Monday, July 6, 2009

Featured Poet #3



Seven Poems From Richard Wink


The Retired Lifeboat

The retired lifeboat

beached,

lame

overturned like an empty crab shell

surrounded by the chalk

and harsh flint.

Weather beaten the boat’s name

had been reduced to a solitary ‘h’

in lower-case,

the shade of navy blue had faded

to a sheepish turquoise.

The sea touched the lifeboat

permissively surrounding it

sympathetically.

In the crude sun

the tide departed without

taking anything


Piranha

The Piranha could not swim

so he was fitted with wheels,

he spun around the shelf

just above the glass tank that contained

his brother and sisters.

Fresh air did the Piranha good

sure he was a fish out of water

plenty of people pointed that out

before chuckling righteously to themselves

but the Piranha paid no attention to unpleasant jibes,

though he did wonder how he was able to breathe.

His gills contracted and bristled

when irritated by the lazy drift of smoke

that billowed from his keeper’s cigarette


Burlesque Memories

The talent was fresh, simmering in a sterling rimmed champagne glass

I wasn’t sure what we were observing

but when the performance ended

we stood and applauded.

Her model was of immaculate design,

not garish like Van Gogh’s prostitute muse

with downcast sagging droops.

No, this vision was crafted

around the finest bone


I missed the last train

and sat in an all night café

sipping dirt brown coffee.

Why was I involved with the arts?


The Thames,

a river of grey romance

I could not smell.


The Page Turner

When the skin cracked

fingertips became tender

each page turned

causing a flinch


eyes wandered

tears rolled

as the final word

was read


Rambling

Circumstances swam away as swans,

cowardly legs frantically paddling under water


Tides tickled the South East Coast

causing the North to sneeze


Trinkets sugar coated

diabetic deliberate


brandy flavoured blokes lick

the lollipop hat stand


fields dream beneath metallic covers

magnets spin

a clown’s bow tie

tickling barley humour


The Fox in the Furnace

The Fox in the Furnace

a temper of orange

warming the room

causing feet to surrender snug slippers


The Fox in the Furnace

crackles and sparks

a firefly ember glides over shoulder

catching us by surprise


Rail

Tremors shuttle

green blurs in awkward motion

rattling rails

bypassing through mustard fields,

specs of rain

streak windows

distracting


Daffodils suffer cramp

their stalks kicked,

crushed, then trampled

by the busy men


They shuffle into the burdened carriages

removing and rolling their coats

stacking coral briefcases into overhead compartments

polite theatrics

the newspapers spread open

like maps of the world


Q@A with Richard Wink


CH: How long have you been writing and why did you start in the first place?

RW: I started writing for kicks when I was sixteen.
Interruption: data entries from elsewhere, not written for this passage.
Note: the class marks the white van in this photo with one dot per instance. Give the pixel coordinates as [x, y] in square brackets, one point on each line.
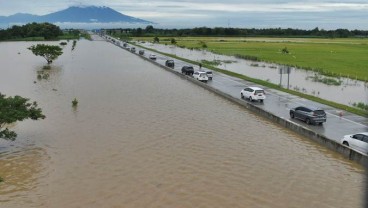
[200, 76]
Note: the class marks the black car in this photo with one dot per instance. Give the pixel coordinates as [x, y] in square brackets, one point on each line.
[187, 70]
[170, 63]
[310, 115]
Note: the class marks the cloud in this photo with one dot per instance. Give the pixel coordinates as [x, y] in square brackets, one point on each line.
[240, 13]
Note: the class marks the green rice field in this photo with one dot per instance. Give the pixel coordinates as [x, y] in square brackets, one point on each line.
[347, 57]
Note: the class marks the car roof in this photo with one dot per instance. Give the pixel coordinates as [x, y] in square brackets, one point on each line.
[309, 107]
[255, 88]
[364, 133]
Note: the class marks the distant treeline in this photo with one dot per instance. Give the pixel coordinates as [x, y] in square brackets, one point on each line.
[253, 32]
[46, 30]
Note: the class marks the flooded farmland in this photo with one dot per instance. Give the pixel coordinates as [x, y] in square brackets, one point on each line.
[143, 137]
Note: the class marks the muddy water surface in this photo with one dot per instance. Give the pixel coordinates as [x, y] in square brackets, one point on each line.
[143, 137]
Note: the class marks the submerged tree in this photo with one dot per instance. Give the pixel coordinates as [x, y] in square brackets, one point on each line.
[14, 109]
[49, 52]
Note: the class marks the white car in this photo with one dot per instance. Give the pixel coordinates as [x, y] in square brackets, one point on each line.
[253, 93]
[357, 141]
[200, 76]
[153, 57]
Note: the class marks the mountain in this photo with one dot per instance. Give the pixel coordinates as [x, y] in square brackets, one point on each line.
[90, 14]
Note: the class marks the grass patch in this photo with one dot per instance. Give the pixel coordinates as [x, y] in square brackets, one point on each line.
[350, 109]
[361, 106]
[325, 80]
[212, 63]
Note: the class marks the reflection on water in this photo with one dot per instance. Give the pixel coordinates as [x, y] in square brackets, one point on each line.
[142, 137]
[348, 93]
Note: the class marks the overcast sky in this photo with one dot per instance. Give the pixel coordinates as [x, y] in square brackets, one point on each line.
[307, 14]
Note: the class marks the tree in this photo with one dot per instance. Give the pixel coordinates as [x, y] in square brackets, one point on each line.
[14, 109]
[49, 52]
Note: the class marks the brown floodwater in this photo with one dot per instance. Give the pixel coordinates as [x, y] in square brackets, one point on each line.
[143, 137]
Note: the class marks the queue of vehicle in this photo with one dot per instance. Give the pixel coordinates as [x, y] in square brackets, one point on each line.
[308, 114]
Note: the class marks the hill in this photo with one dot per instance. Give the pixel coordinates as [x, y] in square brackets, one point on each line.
[90, 14]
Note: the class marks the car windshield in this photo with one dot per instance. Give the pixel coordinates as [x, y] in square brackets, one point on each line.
[259, 92]
[319, 112]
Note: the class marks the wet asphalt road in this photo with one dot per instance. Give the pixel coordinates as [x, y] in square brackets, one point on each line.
[339, 123]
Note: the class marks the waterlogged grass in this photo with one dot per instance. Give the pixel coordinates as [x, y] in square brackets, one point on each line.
[332, 57]
[213, 63]
[350, 109]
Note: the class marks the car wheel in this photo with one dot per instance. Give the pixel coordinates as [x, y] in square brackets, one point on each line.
[307, 121]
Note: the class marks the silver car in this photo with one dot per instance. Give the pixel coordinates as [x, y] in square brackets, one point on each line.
[357, 141]
[310, 115]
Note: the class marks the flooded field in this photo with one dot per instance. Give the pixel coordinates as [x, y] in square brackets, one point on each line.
[143, 137]
[349, 92]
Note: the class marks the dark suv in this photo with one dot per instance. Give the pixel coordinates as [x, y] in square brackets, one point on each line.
[187, 70]
[310, 115]
[170, 63]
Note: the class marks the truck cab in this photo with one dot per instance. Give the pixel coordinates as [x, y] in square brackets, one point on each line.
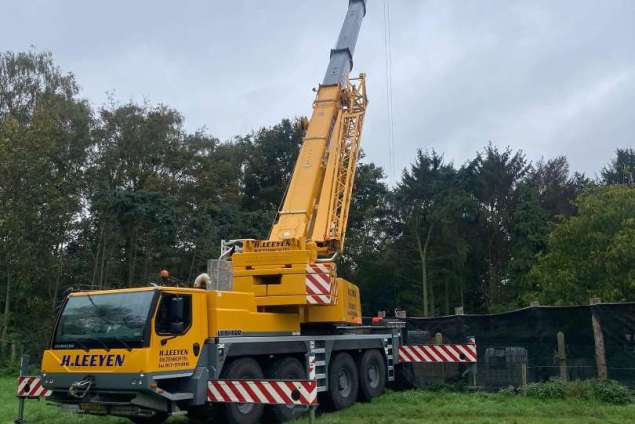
[133, 352]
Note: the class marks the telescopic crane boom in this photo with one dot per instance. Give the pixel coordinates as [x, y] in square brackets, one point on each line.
[310, 227]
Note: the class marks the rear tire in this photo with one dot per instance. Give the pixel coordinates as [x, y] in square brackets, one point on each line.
[287, 368]
[343, 381]
[158, 418]
[372, 375]
[245, 413]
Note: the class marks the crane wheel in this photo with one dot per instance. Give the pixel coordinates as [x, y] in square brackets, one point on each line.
[242, 413]
[372, 375]
[157, 418]
[286, 368]
[343, 381]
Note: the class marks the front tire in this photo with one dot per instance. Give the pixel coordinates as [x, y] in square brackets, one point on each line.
[343, 381]
[245, 413]
[372, 375]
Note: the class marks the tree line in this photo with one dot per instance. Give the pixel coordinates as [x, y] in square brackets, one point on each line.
[105, 197]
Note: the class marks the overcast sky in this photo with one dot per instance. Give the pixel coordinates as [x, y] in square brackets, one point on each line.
[548, 77]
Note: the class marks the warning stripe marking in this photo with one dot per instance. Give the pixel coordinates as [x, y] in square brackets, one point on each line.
[32, 387]
[319, 299]
[263, 392]
[438, 353]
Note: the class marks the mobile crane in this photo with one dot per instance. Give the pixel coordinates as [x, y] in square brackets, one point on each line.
[286, 330]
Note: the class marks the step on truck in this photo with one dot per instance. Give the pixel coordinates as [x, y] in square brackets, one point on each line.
[269, 331]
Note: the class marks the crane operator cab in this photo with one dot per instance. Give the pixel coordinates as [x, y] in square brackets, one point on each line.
[128, 352]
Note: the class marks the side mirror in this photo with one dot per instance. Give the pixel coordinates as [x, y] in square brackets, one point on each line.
[177, 327]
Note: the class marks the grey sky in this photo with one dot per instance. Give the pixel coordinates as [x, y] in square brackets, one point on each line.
[548, 77]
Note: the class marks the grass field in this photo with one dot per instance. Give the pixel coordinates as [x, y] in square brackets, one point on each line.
[396, 407]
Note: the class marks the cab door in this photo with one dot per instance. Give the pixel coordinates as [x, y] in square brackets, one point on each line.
[178, 331]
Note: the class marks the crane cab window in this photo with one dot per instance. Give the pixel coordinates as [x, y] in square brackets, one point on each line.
[174, 315]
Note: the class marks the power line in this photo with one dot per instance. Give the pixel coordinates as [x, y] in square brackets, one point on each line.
[389, 103]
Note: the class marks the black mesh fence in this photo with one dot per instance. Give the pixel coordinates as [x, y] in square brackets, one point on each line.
[522, 346]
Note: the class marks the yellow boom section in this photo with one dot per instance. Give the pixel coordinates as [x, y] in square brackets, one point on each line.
[318, 199]
[293, 271]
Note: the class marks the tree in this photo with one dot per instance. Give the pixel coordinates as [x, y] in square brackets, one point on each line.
[493, 178]
[428, 207]
[44, 140]
[591, 254]
[621, 170]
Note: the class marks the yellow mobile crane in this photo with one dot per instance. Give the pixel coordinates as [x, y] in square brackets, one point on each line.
[284, 330]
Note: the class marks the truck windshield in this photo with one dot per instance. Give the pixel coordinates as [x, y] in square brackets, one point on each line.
[104, 321]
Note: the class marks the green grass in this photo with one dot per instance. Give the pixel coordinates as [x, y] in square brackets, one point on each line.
[396, 407]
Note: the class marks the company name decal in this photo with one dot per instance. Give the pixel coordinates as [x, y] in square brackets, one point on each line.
[173, 358]
[107, 360]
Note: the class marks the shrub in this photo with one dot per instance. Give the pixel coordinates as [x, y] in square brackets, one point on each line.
[612, 392]
[552, 389]
[604, 391]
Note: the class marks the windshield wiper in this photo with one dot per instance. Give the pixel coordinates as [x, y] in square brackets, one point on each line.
[107, 321]
[82, 345]
[123, 342]
[101, 342]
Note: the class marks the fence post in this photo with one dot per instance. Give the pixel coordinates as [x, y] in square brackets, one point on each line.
[561, 354]
[24, 370]
[600, 355]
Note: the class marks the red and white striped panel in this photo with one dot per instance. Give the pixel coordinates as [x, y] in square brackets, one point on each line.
[32, 387]
[319, 299]
[263, 391]
[438, 353]
[319, 284]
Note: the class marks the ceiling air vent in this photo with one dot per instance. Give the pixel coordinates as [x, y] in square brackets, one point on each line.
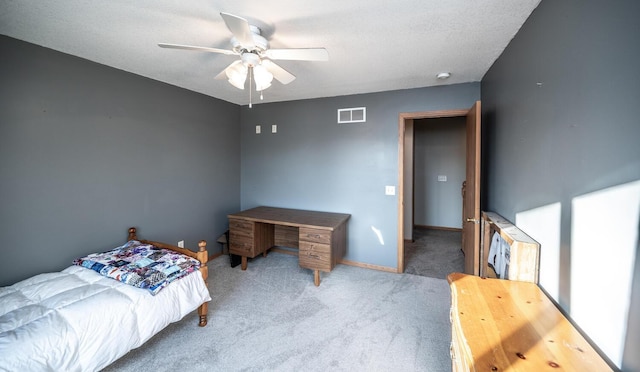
[352, 115]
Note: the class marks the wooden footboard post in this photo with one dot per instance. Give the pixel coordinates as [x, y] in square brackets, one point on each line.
[203, 257]
[132, 234]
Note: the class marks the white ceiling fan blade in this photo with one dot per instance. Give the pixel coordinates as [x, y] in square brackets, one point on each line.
[239, 27]
[299, 54]
[223, 74]
[282, 75]
[197, 48]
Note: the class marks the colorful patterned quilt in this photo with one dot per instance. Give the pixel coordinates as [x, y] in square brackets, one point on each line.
[141, 265]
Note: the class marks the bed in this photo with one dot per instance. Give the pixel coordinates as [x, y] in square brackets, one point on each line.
[79, 319]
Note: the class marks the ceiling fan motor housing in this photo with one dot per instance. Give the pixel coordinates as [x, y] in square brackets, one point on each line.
[260, 44]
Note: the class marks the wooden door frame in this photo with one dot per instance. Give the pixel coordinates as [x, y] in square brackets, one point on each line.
[402, 117]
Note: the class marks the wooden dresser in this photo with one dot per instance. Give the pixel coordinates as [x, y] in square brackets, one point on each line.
[503, 325]
[321, 237]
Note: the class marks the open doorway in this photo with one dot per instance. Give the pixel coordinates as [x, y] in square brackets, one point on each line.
[439, 160]
[469, 214]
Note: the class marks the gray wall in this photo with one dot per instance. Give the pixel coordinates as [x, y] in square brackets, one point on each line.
[440, 150]
[314, 163]
[87, 151]
[575, 133]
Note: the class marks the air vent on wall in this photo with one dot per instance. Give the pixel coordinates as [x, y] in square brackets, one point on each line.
[352, 115]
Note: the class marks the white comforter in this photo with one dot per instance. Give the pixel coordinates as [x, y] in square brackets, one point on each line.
[78, 320]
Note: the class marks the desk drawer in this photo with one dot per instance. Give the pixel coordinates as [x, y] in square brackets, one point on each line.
[315, 256]
[240, 225]
[315, 235]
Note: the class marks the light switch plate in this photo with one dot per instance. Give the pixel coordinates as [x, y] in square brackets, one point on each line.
[389, 190]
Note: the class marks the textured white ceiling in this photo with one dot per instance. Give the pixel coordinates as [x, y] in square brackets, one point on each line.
[373, 45]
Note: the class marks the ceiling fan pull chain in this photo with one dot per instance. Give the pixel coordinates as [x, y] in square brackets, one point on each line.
[250, 78]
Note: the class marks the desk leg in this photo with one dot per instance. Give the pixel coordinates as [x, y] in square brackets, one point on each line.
[316, 277]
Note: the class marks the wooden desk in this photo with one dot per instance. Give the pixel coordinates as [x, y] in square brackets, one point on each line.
[504, 325]
[321, 237]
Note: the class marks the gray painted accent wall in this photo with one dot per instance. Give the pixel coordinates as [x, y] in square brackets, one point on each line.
[314, 163]
[575, 133]
[87, 151]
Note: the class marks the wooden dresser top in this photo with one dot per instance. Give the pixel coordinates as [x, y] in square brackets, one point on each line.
[512, 325]
[293, 217]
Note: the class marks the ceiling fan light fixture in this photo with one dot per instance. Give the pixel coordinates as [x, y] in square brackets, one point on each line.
[262, 77]
[237, 74]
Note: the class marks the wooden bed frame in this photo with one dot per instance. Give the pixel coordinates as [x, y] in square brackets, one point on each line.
[201, 256]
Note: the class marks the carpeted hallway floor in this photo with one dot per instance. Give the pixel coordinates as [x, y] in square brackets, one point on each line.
[434, 253]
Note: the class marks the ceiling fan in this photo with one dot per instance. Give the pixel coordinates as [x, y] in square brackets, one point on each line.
[256, 58]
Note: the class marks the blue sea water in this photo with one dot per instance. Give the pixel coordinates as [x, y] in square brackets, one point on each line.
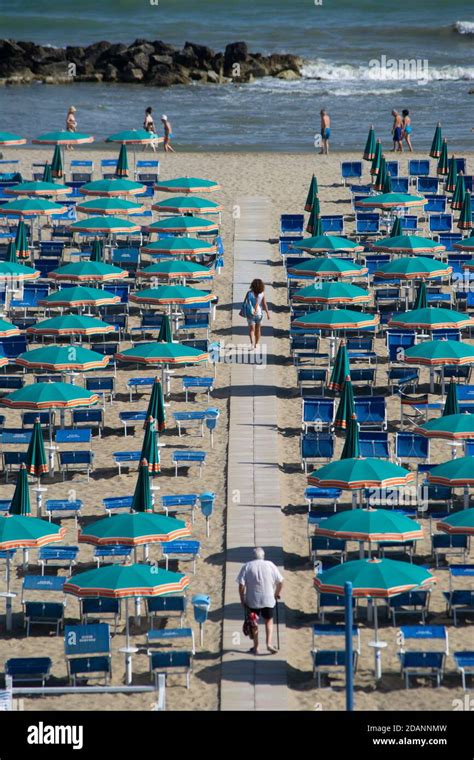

I discovered a knack for poetry one afternoon; I think it was during some little creative writing exercise that I really gravitated towards the art. No longer was I bored by Charles Dickens or trying to figure out what the heck Onomatopoeia meant. At last something in literature was speaking to me, throwing down a gauntlet.

I consider sixteen to be the age when my life went wrong, and since that point for nearly a decade, through ten years of mistakes and misadventure poetry has been the one constant. Of course it has been glorious attempting to play the ‘tortured’ Rimbaud role, but eventually you sit bolt up, waking up at four in the morning in cold sweats and realize that this is something you have to do for the rest of your life. That I guess is when the bug has bitten you.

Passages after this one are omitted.